Pinel est un laboratoire d'observation et l'expérience est limitée puisque le centre dispose d'une vingtaine de lits et de 100 à 150 places en externe.

L'expérience montre que quelques 25 % des patients Pinel récidivent contre 49 % des agresseurs sexuels condamnés au Canada mais non soignés.

L'administration pénitentiaire canadienne a dû fermer l'unité car le coût par patient était trop élevé.

En revanche, le Canada est un exemple de mesure de la dangerosité. Il y existe en vertu de la loi du 18 juin 1992 une série de programmes correctionnels.

L'article 3 de la loi du 18 juin 1992 du Canada régissant le système correctionnel (scc) stipule que le scc « vise à contribuer au maintien d'une société juste, vivant en paix et en sécurité, d'une part, en assurant l'exécution des peines par des mesures de garde et de surveillance sécuritaires et humaines, et d'autre part, en aidant au moyen de programmes appropriés dans les pénitenciers ou dans la collectivité, à la réadaptation des délinquants et à leur réinsertion sociale à titre de citoyens respectueux des lois ».

Le système correctionnel du Canada a mis en place une offre variée de programmes.

Il existe une douzaine de grands programmes fédéraux, notamment pour les femmes, les victimes, les familles des délinquants ou en matière correctionnelle. Si l'on s'intéresse plus particulièrement à ces derniers, ils consistent en une intervention structurée qui agit sur les facteurs liés directement au comportement criminel du délinquant. Les programmes correctionnels se déclinent donc par « spécialité criminelle » et concernent: la prévention de la violence, la toxicomanie, les délinquants sexuels ou l'acquisition de compétences psychosociale, éducative ou professionnelle. Le processus d'élaboration et de mise en œuvre d'un programme est particulièrement précis et méthodique.

Il existe des programmes spécifiques pour les délinquants sexuels.

Le principal objectif de ces programmes est d'évaluer la personnalité des délinquants sexuels afin d'élaborer des stratégies susceptibles de réduire le risque de récidive.

Le condamné est ainsi soumis à une évaluation spécifiquement conçue pour les délinquants sexuels qui embrasse les points suivants:

— l'historique et le développement du comportement sexuel;

— les préférences sexuelles;

— les attitudes et les distorsions cognitives;

— les aptitudes sociales;

— les antécédents médicaux;

— la psychopathologie et les résultats des évaluations et des programmes antérieurs.

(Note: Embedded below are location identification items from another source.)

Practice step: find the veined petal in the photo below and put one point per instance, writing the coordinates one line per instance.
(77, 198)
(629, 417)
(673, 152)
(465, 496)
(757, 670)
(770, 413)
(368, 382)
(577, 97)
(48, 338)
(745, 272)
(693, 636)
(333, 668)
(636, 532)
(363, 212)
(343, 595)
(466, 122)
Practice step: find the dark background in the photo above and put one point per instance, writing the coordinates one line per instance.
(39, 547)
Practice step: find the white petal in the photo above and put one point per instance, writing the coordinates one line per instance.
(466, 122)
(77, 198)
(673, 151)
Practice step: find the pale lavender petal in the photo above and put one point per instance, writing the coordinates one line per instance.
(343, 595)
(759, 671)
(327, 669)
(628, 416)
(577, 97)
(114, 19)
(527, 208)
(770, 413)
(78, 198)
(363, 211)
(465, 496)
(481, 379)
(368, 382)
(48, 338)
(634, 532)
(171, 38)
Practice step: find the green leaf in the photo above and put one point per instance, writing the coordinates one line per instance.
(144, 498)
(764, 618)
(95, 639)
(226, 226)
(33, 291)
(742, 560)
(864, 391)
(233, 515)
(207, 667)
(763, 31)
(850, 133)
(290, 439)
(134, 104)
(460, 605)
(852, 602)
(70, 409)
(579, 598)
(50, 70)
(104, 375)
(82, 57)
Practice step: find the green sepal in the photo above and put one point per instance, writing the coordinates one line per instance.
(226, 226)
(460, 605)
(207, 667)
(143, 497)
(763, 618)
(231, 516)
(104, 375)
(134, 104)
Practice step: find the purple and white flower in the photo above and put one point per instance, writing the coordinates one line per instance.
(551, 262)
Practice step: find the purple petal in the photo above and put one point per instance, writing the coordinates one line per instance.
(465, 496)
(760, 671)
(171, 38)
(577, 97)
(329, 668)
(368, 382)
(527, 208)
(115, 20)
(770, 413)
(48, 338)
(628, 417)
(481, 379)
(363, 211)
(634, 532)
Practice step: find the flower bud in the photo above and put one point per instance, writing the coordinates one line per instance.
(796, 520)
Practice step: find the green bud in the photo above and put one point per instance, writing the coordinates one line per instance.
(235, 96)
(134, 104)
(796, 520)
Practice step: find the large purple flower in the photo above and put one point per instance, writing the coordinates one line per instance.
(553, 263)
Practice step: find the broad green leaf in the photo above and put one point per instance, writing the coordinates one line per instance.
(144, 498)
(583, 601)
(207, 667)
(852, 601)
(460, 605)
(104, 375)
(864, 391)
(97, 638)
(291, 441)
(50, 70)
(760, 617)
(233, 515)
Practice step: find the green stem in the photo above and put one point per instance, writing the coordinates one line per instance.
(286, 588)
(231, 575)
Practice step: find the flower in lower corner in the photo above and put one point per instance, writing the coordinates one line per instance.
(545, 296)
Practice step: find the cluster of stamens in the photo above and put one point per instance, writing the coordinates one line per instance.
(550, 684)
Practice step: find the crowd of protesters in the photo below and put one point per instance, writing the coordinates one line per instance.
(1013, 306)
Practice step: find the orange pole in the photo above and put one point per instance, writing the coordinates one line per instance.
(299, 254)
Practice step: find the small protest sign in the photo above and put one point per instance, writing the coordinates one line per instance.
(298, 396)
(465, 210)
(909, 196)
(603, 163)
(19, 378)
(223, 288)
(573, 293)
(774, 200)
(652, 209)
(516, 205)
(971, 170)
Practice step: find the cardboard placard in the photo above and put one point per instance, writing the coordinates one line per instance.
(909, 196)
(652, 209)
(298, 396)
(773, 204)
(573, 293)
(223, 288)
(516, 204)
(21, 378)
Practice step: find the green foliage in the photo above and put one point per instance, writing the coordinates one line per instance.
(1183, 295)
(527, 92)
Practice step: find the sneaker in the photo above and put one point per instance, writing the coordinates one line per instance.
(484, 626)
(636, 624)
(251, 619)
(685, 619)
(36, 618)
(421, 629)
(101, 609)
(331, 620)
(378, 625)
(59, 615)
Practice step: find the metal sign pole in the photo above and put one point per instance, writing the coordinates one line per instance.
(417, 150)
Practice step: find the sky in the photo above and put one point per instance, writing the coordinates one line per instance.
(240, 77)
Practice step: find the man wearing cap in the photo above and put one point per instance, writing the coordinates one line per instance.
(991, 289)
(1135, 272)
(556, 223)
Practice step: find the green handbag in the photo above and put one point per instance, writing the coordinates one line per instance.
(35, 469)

À l'issue de cette évaluation, un traitement du délinquant sexuel est entrepris dont le but est de réduire le risque de récidive au moyen d'une maîtrise de soi efficace. Il porte sur les distorsions cognitives, l'excitation et les fantasmes sexuels déviants, les compétences sociales, la gestion de la colère et des émotions.

Ces traitements sont en général conçus selon une approche cognitivo-comportementale et mis en œuvre en groupe avec, le cas échéant, des interventions individuelles. Ils obligent le délinquant à assumer la responsabilité de ses actes, à reconnaître la progression du comportement avant et après les infractions sexuelles et à identifier les situations où il risque de récidiver. À cette fin, ils abordent les attitudes face à la sexualité et aux relations interpersonnelles, l'amélioration de l'empathie et la sensibilisation aux traumatismes des victimes, la gestion de la colère et des émotions, les techniques de réduction ou de maîtrise des pulsions sexuelles déviantes. Les délinquants ayant des besoins modérés ou élevés se trouvant généralement incarcérés, les programmes les concernant sont intensifs et de longue durée. Les délinquants ayant peu de besoins, ou qui présentent un risque de récidive moindre, suivent des programmes d'intensité faible et de courte durée dans des établissements à sécurité minimale, voire même au sein d'une collectivité locale.

Enfin, il convient de souligner que tous les condamnés qui ont participé à un programme pour délinquants sexuels ont l'occasion de participer à un programme de maintien des acquis et des gains thérapeutiques suivi dans les établissements et dans les collectivités locales.

Justification de la proposition de loi

Au regard des différentes mises au point ci-dessus, les auteurs de la proposition concluent que la garantie, en Belgique, qu'un délinquant sexuel ayant commis un acte irréparable soit soigné afin de ne plus être un danger pour la société, n'est pas suffisante.

Dès lors, ils proposent d'élargir la palette des peines que le juge du fond peut prononcer lorsqu'il juge un délinquant qui a commis un crime ou un délit à caractère sexuel.

Il s'agit, d'une part, de pouvoir prononcer une injonction de soins dès que la décision de condamnation (1ère instance ou appel) est définitive. Cette injonction de soins débutera donc en prison.

Et d'autre part, de pouvoir prononcer, dès la remise en liberté du condamné, un placement sous surveillance électronique mobile.

La nécessité de recourir à une injonction de soins pour les auteurs d'infractions sexuelles fait aujourd'hui l'unanimité. Le Sénateur Jean-Marie Cheffert a d'ailleurs concrétisé cette idée dans une proposition de loi le 25 mai 2005. Le Sénateur Brotchi, quant à lui, a déposé une proposition de loi visant un traitement spécifique, la castration chimique, le 10 juillet 2006.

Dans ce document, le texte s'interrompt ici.